China has invested heavily in the mitigation of the effects of climate change. While not always in sync with the goals set at the international conferences where the U.S. and other imperialist delegates tried to obligate countries of the Global South equally with rich imperialist countries, President Xi Jinping has pledged that China would be carbon neutral by 2060. While still forced to rely heavily on coal for power generation and manufacturing, they have made strides in other ways of lowering their “carbon footprint” and are world leaders in impressive innovation. 

China’s focus on producing solar panels and wind power components has driven down the price on the world market, making renewables more viable for the entire world. The world’s largest Pumped-Hydro Facility, built by state-owned State Grid Corporation, supplies energy to Beijing and other areas. This technology uses excess solar energy to pump water to a higher elevation when the sun is out. Then when the power demand exceeds the ability of solar panels to provide enough, water is released to run generators on the way back down. China plans to increase its capacity by four times by 2025. 

Another state-owned company is in the research and development stage of positioning solar panels 22,000 miles above the earth because solar energy on the ground is only 20% efficient compared to 98% in space. They can get the equipment up, and the next challenge is the transportation of the energy back to the ground. The payoff on the project is likely in the distant future, but it speaks volumes about the determination of the Chinese leadership. 

These are examples of working toward mitigation – slowing and then stopping the emissions of CO2, methane and other greenhouse gasses, an important contribution to the global effort. 

Adaptation is the other half of dealing with climate change for every nation in the world. Protecting one’s country from the effects of extreme weather is a more difficult and immediate challenge. Even though China is a world leader in mitigating climate change, rising global temperatures can cause crises in any country. Working hard and investing in mitigation won’t protect China from the inevitable extreme weather from climate change. Conversely, the emissions from the use of coal that China is, to a large extent, still forced to rely on are not what brought about the terrible heatwave of 2022.

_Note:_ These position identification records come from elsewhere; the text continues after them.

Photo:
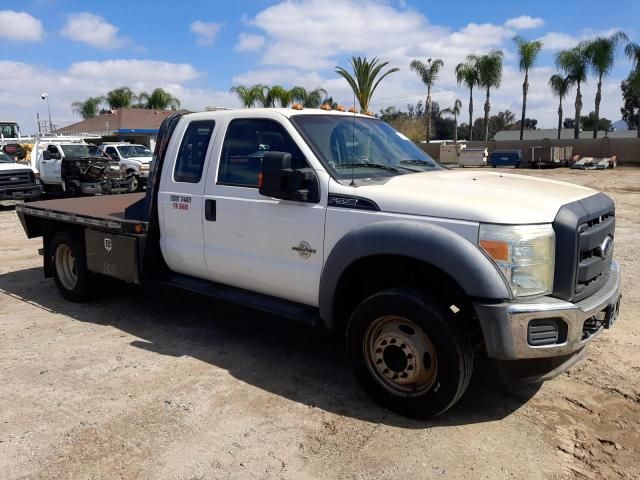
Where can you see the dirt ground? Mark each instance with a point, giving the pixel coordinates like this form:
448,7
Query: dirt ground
160,384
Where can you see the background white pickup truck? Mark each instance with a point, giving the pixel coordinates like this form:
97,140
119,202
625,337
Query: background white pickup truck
136,158
337,220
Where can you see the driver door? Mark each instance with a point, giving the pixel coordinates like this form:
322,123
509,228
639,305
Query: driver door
254,242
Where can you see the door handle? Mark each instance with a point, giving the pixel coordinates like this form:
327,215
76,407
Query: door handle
210,210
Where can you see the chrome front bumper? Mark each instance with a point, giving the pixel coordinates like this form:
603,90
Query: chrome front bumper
505,326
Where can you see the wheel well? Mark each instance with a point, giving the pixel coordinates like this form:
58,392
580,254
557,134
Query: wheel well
49,231
369,275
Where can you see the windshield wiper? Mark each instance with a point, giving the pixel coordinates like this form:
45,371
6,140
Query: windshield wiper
369,165
417,161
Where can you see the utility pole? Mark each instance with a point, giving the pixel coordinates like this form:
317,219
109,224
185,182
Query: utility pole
45,96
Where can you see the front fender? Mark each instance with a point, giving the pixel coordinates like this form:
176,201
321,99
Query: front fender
474,272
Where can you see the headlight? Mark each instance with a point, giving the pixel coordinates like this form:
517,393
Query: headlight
524,253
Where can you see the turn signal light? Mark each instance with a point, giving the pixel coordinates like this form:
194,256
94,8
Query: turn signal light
496,250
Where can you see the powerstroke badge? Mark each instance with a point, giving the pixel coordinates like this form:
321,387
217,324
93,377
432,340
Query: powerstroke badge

To affix blame for every climate change disaster, look to the United States and Britain, which historically contributed most of the greenhouse gasses in the atmosphere. Even today, on a per capita basis, the U.S. and Britain are the first and second greatest emitters of greenhouse gasses. But the crisis for the Global South is the result of colonial subjugation, imperialist warfare and other forms of dominance. 

At the very least, the imperialist countries must be forced to meet the agreed-on obligations to help the Global South with adaptation. As delegates from the Global South prepare to travel to Sharm el-Sheikh in November to make their case, progressive movement activists worldwide, especially in the U.S., should be planning for an all-out campaign of solidarity. The struggle to succeed against climate change is an anti-capitalist, anti-imperialist struggle. Capitalism and imperialism must be abolished, root and branch, to save the planet!